Gettysburg, Pennsylvania is a place near and dear to my heart. I spent four years of my life studying at Gettysburg College, a small liberal arts institution that pre-dates the battle itself. Living in Gettysburg, you cannot escape the civil war culture that permeates so many aspects of the community, and most students, like myself, are quick to embrace it. They say that in Gettysburg, seeing a reenactor is the first sign of spring. Walking down the street, you see establishments such as the Lincoln Diner, plaques marking the numerous civil war buildings, and at night, ghost tours led by guides in full 19th century garb. Every summer in Gettysburg involves multitudes of visitors paying homage to the hallowed ground that is the battlefield, and every year the Gettysburg Address plays a huge part in the celebration and commemoration.

Just as the memories of what happened 150 years ago remain alive through the countless monuments and epitaphs, the music of the civil war can still be heard, both in Gettysburg and across the nation. Altissimo! carries an excellent compilation titled Blue and Gray: Songs of the Civil War, which features a series of medleys and arrangements of folk tunes indicative of the era. The disc includes a version of Yankee Doodle by Morton Gould, which I particularly enjoy.

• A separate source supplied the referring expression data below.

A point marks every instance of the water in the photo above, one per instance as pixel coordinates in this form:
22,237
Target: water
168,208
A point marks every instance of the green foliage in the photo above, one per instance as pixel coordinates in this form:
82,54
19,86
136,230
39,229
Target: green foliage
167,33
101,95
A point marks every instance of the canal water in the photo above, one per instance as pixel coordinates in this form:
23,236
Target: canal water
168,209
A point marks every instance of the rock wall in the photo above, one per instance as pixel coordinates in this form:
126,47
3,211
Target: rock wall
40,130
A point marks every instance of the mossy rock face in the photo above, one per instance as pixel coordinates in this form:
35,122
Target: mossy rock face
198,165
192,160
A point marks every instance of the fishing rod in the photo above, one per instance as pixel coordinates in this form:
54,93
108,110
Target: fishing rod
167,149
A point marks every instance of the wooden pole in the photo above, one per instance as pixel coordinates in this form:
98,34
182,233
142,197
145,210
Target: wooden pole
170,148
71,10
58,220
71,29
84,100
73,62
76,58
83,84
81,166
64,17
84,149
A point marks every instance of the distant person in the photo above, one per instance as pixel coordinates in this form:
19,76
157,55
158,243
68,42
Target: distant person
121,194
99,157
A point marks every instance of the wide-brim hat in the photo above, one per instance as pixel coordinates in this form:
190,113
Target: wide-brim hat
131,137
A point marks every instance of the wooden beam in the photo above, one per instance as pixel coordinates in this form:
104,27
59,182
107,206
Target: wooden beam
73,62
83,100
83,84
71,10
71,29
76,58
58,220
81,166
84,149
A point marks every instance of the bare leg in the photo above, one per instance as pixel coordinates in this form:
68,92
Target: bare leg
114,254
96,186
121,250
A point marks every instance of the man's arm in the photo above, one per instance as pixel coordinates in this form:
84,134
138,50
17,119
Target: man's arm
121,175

But while civil war music is perfect for any occasion, today specifically marks the 150th anniversary of the oration of the Gettysburg Address. It is a day not only to marvel at the speech itself, but also to commemorate our sixteenth president, and there is no better way to accomplish this than through music. While Abraham Lincoln was himself not a musician, he is consistently remembered as a lover of music, and many pieces have been written to celebrate this fact. Aaron Copland’s Lincoln Portrait is one of the better-known works of this sort. Although originally for orchestra, Lincoln Portrait has been arranged for wind band, and is frequently performed by the bands of the United States military. The music itself is very much in the style of 1940’s Copland, littered with brass chords and fanfares, as well as the occasional folk tune. However, the most characteristic element of Lincoln Portrait is the narration, which quotes many of Lincoln’s speeches and writings, including the Gettysburg Address.

The Altissimo! CD A Lincoln Portrait features Copland’s work (with narration by Walter Cronkite), as well as many other pieces related to Lincoln and his time. It’s a good way to both commemorate the events of day, this year, and as always, to support our nation’s military and the music they make.